2. Split or chop the vanilla beans.

We’re all kind of programmed to think a single vanilla bean in a jar of extract equates to premium quality, but splitting the bean in half or even chopping the bean into 1-inch pieces extracts faster. It also frees up all those vanilla beans inside the bean to escape and float freely in the extract.

3. Switch out the cheap vodka.

Here’s a simple rule: Don’t make extract with alcohol you wouldn’t drink. Some extract recipes call for bottom-of-the-barrel vodkas or high-percentage alcohols. For making better vanilla at home, you should choose an alcohol that you like to drink in a mixed cocktail — usually something mid-priced and mid-quality. Even better homemade vanilla extract can be made from ditching the vodka all together and using bourbon or rum instead.

(Image credit: Emily Han)

4. Shake it up.

This subtle step, left out of most vanilla extract recipes, makes the extract stronger faster. Every few days give your bottles of vanilla extract a good shake. Since both the vanilla bean pods and their seeds tend to sink to the bottom of the bottle, shaking moves the infused alcohol around, allowing for better and faster extraction.

(Image credit: Joe Lingeman)

5. Store it properly.

What’s the point of making vanilla extract if it eventually evaporates into nothing?

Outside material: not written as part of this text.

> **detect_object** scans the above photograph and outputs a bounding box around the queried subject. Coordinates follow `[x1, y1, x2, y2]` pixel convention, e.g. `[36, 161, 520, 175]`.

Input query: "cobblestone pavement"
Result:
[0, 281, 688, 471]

Making sure that your vanilla extract is properly stored is as important as what vanilla beans you choose. Homemade extract should be stored in an airtight container — bonus points if it’s light-blocking amber or cobalt — in a cool, dark place. Homemade vanilla extract can be stored indefinitely this way, although you should give it a whiff every year to make sure it still smells and tastes delicious.